Hoje vulgarizado, o Cartão Jovem, lançado pelo então secretário de Estado da Juventude, Couto dos Santos, foi a 1 de julho de 1986 um acontecimento e um sucesso tal que “apanhou todos de surpresa”.
Explica-o José Garrido, na altura adjunto de Couto dos Santos e que liderou o projeto desde o início. Era tudo novo, a própria Secretaria de Estado da Juventude era uma ideia nova, e a equipa, instalada no Palácio das Laranjeiras, em Benfica (Lisboa), queria fazer um cartão para jovens. “Estávamos num cantinho nas Laranjeiras e na época não havia os equipamentos que há hoje. Estávamos no final de 1985, início de 1986, tínhamos um número minúsculo de pessoas a trabalhar nisso”, recorda o antigo responsável em entrevista à Lusa.
O projeto, lembra, trabalhou desde logo a ideia de ser um cartão para jovens dos 14 aos 25 anos, para ser visto como um ritual de passagem, um cartão identificativo, que tem a ver com uma geração, e que se tem orgulho em exibir na carteira.
Criada a filosofia era preciso ir atrás de empresas e instituições para conseguir descontos. Garrido lembra-se que a TAP não quis colaborar e da boa receção da CP e da Rodoviária, entre muitas outras empresas. Adesões confirmadas, imprimiu-se “um livrinho em A6 para entregar com o cartão, com as empresas e instituições participantes”, mais de 3.500.
E no dia 1 de julho, uma terça-feira, foi oficialmente lançado o cartão. E à equipa do “cantinho” das Laranjeiras “caiu-lhe o mundo em cima”. O livro “desapareceu do mercado” em dois dias, as tipografias não tinham capacidade de resposta, os cartões esgotaram-se, nalguns locais em poucas horas, e havia empresários “ofendidos” porque não tinham aparecido na lista, por lapso.
“As primeiras três semanas foram dramáticas porque todos queriam e nós não tínhamos o livrinho. E não havia cartões para toda a gente. Não fazíamos a menor ideia de que ia ser uma coisa assim.
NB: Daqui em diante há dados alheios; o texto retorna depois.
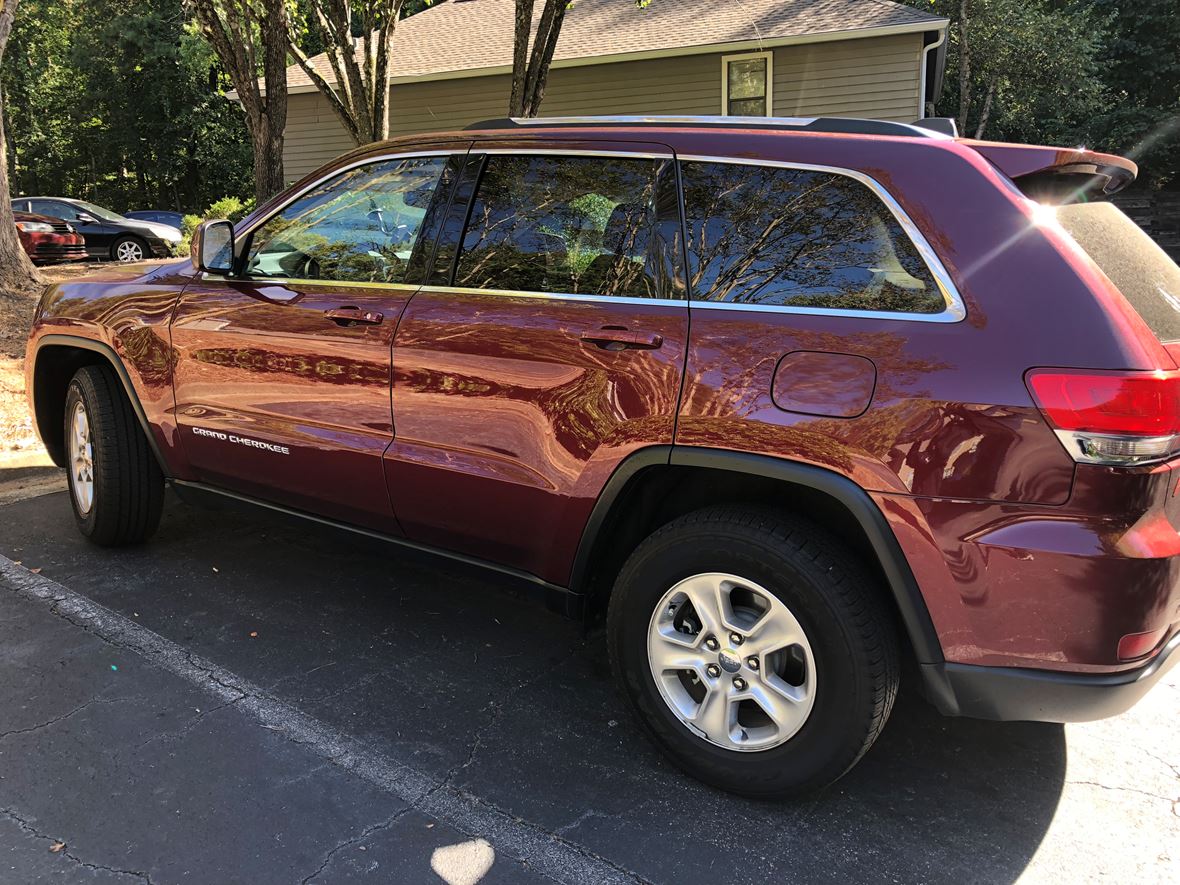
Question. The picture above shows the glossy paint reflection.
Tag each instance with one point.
(509, 424)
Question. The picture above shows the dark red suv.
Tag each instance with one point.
(790, 401)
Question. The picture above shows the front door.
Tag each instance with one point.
(549, 347)
(282, 377)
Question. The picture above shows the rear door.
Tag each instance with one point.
(282, 377)
(548, 347)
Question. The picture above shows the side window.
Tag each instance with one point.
(359, 227)
(565, 224)
(54, 210)
(799, 238)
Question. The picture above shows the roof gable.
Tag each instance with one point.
(476, 35)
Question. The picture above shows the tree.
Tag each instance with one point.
(1027, 70)
(530, 69)
(238, 31)
(359, 92)
(17, 271)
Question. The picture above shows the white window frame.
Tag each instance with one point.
(769, 79)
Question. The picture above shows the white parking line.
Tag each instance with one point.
(544, 852)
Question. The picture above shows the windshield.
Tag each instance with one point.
(97, 210)
(1144, 273)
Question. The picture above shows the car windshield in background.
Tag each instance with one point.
(97, 210)
(1142, 270)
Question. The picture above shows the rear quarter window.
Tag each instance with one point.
(1144, 273)
(799, 238)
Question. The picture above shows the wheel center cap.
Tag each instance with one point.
(729, 661)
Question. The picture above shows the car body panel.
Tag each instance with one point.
(63, 243)
(491, 430)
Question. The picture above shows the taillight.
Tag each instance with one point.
(1113, 418)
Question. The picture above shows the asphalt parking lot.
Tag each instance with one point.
(248, 701)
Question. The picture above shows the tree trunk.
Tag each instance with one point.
(268, 159)
(987, 109)
(17, 271)
(964, 66)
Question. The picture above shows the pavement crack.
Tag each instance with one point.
(64, 716)
(1125, 790)
(26, 826)
(365, 834)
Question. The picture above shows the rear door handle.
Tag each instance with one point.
(616, 338)
(345, 315)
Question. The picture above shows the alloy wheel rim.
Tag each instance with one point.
(732, 662)
(129, 251)
(82, 459)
Sabíamos que era uma coisa com graça, que alguns iam aderir, mas nunca se pensou que fosse assim”, diz o responsável.
E no “cantinho” da Secretaria de Estado outro problema, este de consciência: “Começámos a pensar se seria correto estar a recolher aquela verba dos jovens”. O cartão custava 500 escudos (2,5 euros) mas com tamanha adesão a verba era elevada. Dados da altura indicaram que começou por haver 200 locais de venda do cartão e que os primeiros 50 mil exemplares se esgotaram no primeiro dia.
O cartão dava descontos entre cinco e 50 por cento e até “havia empresários a meterem cunha para entrar (na lista) a papelaria que tinha sido excluída”, porque era “era uma boa forma de comunicação”.
José Garrido ri-se quando lembra a “complexidade logística” da iniciativa, de ter de colocar os cartões nos pontos de distribuição, de fazer a lista de adesões. “Parece que foi há cem anos”, diz.
Porque desde então muito mudou. Hoje o Cartão Jovem banalizou-se e Garrido não sabe se será relevante para os jovens. Mas sabe que há 30 anos “as pessoas eram mais participativas, o acesso à informação era limitado” e a geração de então não era “uma geração videogame e facebook”.
A verdade é que o Cartão continuou a evoluir nos anos seguintes, com mais vantagens, alargado na idade e válido para outros países. Hoje continua assim e as vantagens, em Portugal ou no estrangeiro, são facilmente conhecidas numa rápida pesquisa na internet.
Nada como há 30 anos. Como as diretas a carregar dados e organizar as listas de adesões, num cantinho da Secretaria de Estado da Juventude.